Mas, como certamente já estarão a pensar, a introdução desta nova tecnologia também não está isenta de riscos e ameaças. De facto, ao passo que as atuais redes ligam pessoas a pessoas, o 5G vai permitir ligar uma vasta rede de sensores e robôs, o que pode tornar as operações militares mais mortíferas, desafiando os princípios dos conflitos armados consagrados no Direito Internacional Humanitário. Acresce que a infraestrutura civil 5G pode ser utilizada como uma extensão das redes de comunicações militares, aumentando o risco de comprometimento da informação ou, até, em potenciais cenários de conflito, de utilização dessa infraestrutura como uma arma cibernética.

É perante este conjunto diversificado e muito complexo de desafios estratégicos relacionados com as tecnologias disruptivas, que importa estabelecer as medidas necessárias para tirar partido das oportunidades e mitigar os riscos para a nossa segurança coletiva.

Neste âmbito, uma das recentes medidas adotadas pelas Forças Armadas Portuguesas foi criar um órgão para a inovação e transformação no seu Estado-Maior-General, que assume o papel de catalisador e dinamizador da investigação e do desenvolvimento de conceitos e experimentação, dando maior coerência ao trabalho já realizado pelos três ramos e promovendo a inovação como fator de melhoria contínua e de obtenção de capacidades prioritárias.

Mas, como anteriormente referido, a inovação é uma atividade que não se desenvolve isoladamente, sobretudo no domínio militar, em que a interoperabilidade é um requisito essencial para qualquer capacidade operacional. É por isso que devemos participar ativamente nos programas da NATO e da UE, abrindo portas e criando pontes para que as universidades e empresas portuguesas se envolvam nas suas áreas de conhecimento e tirem partido das oportunidades de cofinanciamento, designadamente no quadro do Fundo Europeu de Defesa, que prevê um financiamento para I&D da ordem dos 13 mil milhões de euros.

Escusado será dizer que não poderemos apenas contar com o financiamento externo. Se Portugal pretende manter-se relevante e credível ao nível militar, será imperativo aproximarmo-nos do compromisso de investimento na Defesa assumido em Gales, em particular, no que concerne aos 20% do orçamento da Defesa para investimento em novas capacidades.

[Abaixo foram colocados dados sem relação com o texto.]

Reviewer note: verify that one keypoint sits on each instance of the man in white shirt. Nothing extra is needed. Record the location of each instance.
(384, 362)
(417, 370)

Será, igualmente, fundamental, que o país se empenhe de forma articulada e ao nível interministerial, junto da Nações Unidas, no estabelecimento de códigos de conduta que regulem as questões éticas e legais colocadas pelas tecnologias disruptivas, minimizando as limitações dos atuais instrumentos de controlo de armamentos e salvaguardando os valores da democracia e dos direitos humanos.

E, neste esforço para nos mantermos na vanguarda da inovação, em muitas áreas em que o futuro começa já hoje, convém não esquecer que a rapidez da nossa ação coletiva é um fator crucial. A este propósito, relembro as palavras de Klaus Schwab, fundador e presidente executivo do Fórum Económico Mundial:

"No mundo de hoje, não é o peixe grande que come o pequeno, mas sim o peixe rápido que come o lento".